Now....as for this only applying to highways as you want to define them. Wrong again.
every term is clearly defined in the traffic safety act under the Definitions heading.
For example:
(p) “highway” means any thoroughfare, street, road, trail, avenue, parkway, driveway, viaduct, lane, alley, square, bridge, causeway, trestleway or other place or any part of any of them, whether publicly or privately owned, that the public is ordinarily entitled or permitted to use for the passage or parking of vehicles and includes
(i) a sidewalk, including a boulevard adjacent to the sidewalk,
(ii) if a ditch lies adjacent to and parallel with the roadway, the ditch, and
(iii) if a highway right of way is contained between fences or between a fence and one side of the roadway, all the land between the fences, or all the land between the fence and the edge of the roadway, as the case may be,
but does not include a place declared by regulation not to be a highway;
So those sections of 115 i copied and pasted earlier in this thread, they basically apply to every public road in the province not just things like the deerfoot.
some of you guys are idiots and need to go back to highschool and take an introduction to law class. The amount of BS floating around in this thread is crazy.
The "law act" as you call it, its called the LAW, and its what specifies what is enforced by police officers. You know when you get a ticket and they write down that little string of numbers of the law you broke....those numbers correspond to a section of the Alberta Traffic Safety Act. The police dont get to enforce rules they make up. The rules, or laws, are defined by the alberta government and are placed into the traffic safety act.
The wonderful thing about living in a democratic society, without limited internet search provisions, is the government actually allows you to look these things up and read about them.
They define things such as, if there isn't a posted speed limit what the max and min speeds are, if there's a playground or school what the default speeds are, and if you are on a road under construction, regardless of whether there are signs or not, what the default speed is.
Ignorance of a public law is not a defense for breaking it.
Now....as for this only applying to highways as you want to define them. Wrong again.
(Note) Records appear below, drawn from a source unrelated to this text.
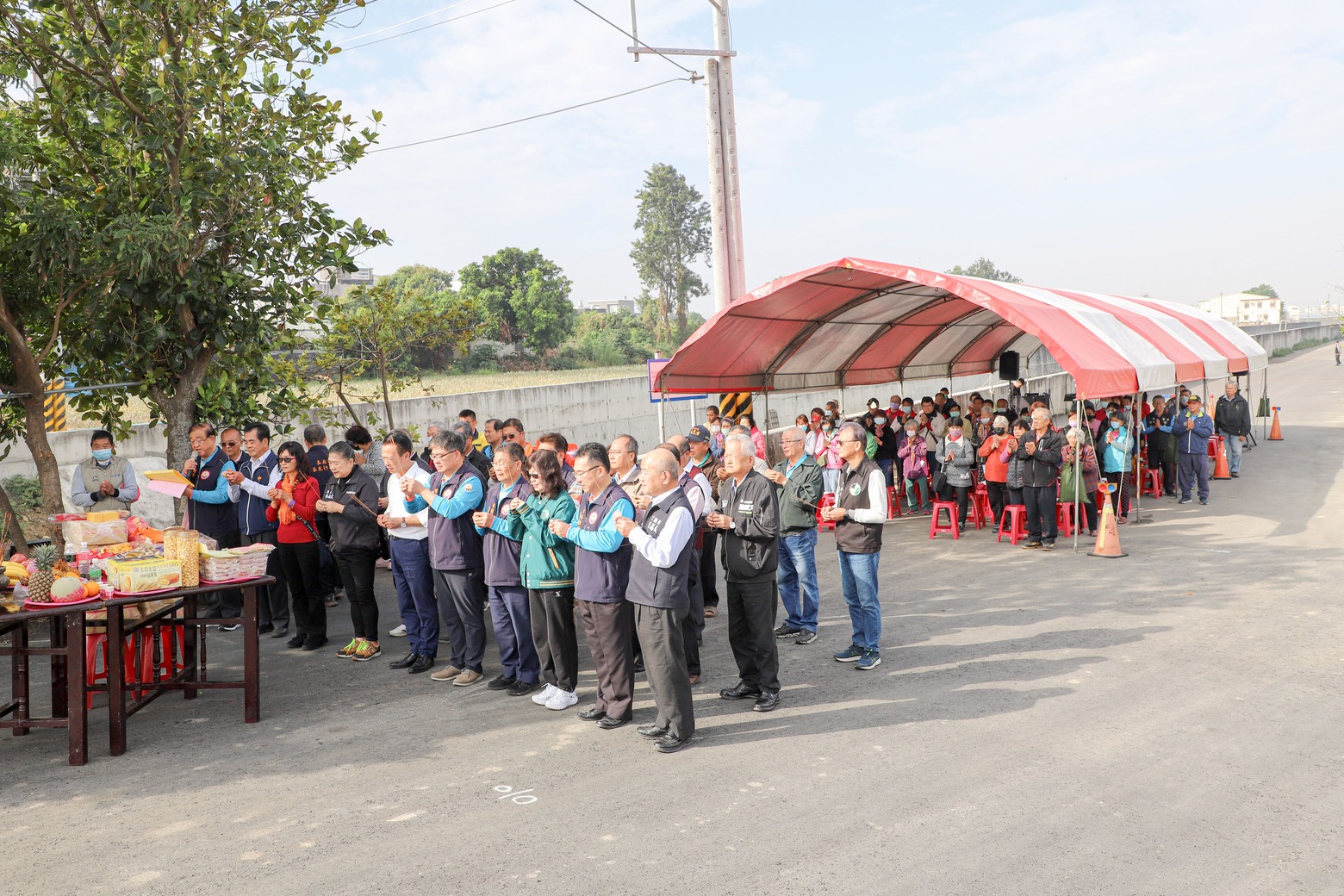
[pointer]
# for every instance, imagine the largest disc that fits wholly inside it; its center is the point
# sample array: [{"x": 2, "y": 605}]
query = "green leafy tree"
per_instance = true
[
  {"x": 174, "y": 146},
  {"x": 371, "y": 329},
  {"x": 523, "y": 296},
  {"x": 1264, "y": 289},
  {"x": 984, "y": 269},
  {"x": 674, "y": 223}
]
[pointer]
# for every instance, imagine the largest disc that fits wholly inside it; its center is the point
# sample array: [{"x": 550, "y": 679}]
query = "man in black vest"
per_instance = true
[
  {"x": 663, "y": 544},
  {"x": 210, "y": 512},
  {"x": 249, "y": 488},
  {"x": 749, "y": 518},
  {"x": 859, "y": 512}
]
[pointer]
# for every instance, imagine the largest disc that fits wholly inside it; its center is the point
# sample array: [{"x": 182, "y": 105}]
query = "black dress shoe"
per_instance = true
[
  {"x": 766, "y": 701},
  {"x": 501, "y": 682},
  {"x": 741, "y": 691},
  {"x": 671, "y": 744},
  {"x": 652, "y": 732}
]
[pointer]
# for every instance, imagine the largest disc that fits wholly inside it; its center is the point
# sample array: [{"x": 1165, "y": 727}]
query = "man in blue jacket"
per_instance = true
[{"x": 1192, "y": 429}]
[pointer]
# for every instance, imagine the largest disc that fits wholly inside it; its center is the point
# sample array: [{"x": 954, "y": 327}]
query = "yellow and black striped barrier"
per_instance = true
[
  {"x": 54, "y": 406},
  {"x": 736, "y": 403}
]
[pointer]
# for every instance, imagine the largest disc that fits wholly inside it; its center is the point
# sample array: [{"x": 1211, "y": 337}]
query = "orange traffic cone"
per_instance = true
[
  {"x": 1108, "y": 533},
  {"x": 1274, "y": 432},
  {"x": 1221, "y": 470}
]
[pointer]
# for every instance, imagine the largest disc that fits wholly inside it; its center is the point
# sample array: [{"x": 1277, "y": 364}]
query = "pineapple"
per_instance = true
[{"x": 40, "y": 583}]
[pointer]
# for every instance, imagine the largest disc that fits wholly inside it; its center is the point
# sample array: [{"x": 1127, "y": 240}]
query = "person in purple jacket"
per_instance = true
[
  {"x": 601, "y": 574},
  {"x": 510, "y": 613}
]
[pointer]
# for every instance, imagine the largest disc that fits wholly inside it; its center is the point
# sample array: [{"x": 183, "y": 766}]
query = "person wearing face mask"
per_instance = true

every term is clearly defined in the traffic safety act under the Definitions heading.
For example:
(p) “highway” means any thoroughfare, street, road, trail, avenue, parkway, driveway, viaduct, lane, alley, square, bridge, causeway, trestleway or other place or any part of any of them, whether publicly or privately owned, that the public is ordinarily entitled or permitted to use for the passage or parking of vehicles and includes
(i) a sidewalk, including a boulevard adjacent to the sidewalk,
(ii) if a ditch lies adjacent to and parallel with the roadway, the ditch, and
(iii) if a highway right of way is contained between fences or between a fence and one side of the roadway, all the land between the fences, or all the land between the fence and the edge of the roadway, as the case may be,
but does not include a place declared by regulation not to be a highway;
So those sections of 115 i copied and pasted earlier in this thread, they basically apply to every public road in the province not just things like the deerfoot.